Deflagration to Detonation Transition from a Venting Pipe

Abstract
A study has been made of the venting of a fast flame (100–800ms−1) in a round ignition pipe (140 mm 1 D.) into a semispherical vessel containing a mixture of the same composition and initial pressure. Under certain conditions the flame jet emerging from the pipe interacts with the remains of an unburned starting ring vortex set into motion by the accelerating flame front, and the subsequent intense combustion leads to the initiation of an unconfined detonation inside the vessel.
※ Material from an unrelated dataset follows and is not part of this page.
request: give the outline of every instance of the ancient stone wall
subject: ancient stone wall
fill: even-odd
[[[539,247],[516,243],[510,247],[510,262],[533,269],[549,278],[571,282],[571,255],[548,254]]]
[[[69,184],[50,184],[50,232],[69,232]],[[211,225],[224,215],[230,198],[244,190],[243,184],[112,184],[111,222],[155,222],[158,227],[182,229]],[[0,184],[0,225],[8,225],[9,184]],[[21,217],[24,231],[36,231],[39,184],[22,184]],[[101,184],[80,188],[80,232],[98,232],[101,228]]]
A parametric investigation of this phenomenon in nitrogen-diluted (29.4−68.4%) stoichiometric mixtures of propane/oxygen has been carried out for a range of exit orifice diameters (50, 101 and 140mm) under 0.4 and 1 aim initial pressure. A small number of atmospheric pressure experiments have also been conducted with nitrogen-diluted (33.3−57.1%) stoichiometric methane/oxygen mixtures. A criterion, based on the notion of a critical Damköhler number and minimum energy release requirement, has been suggested for the initiation of unconfined detonation by a venting jet flame. All our experimental results for a given initial pressure and fuel may be collapsed to a single curve, separating conditions leading to detonation from those which do not. The critical orifice diameter below which a transition to unconfined detonation does not occur reduces for a venting fast flame by comparison with a steady detonation wave.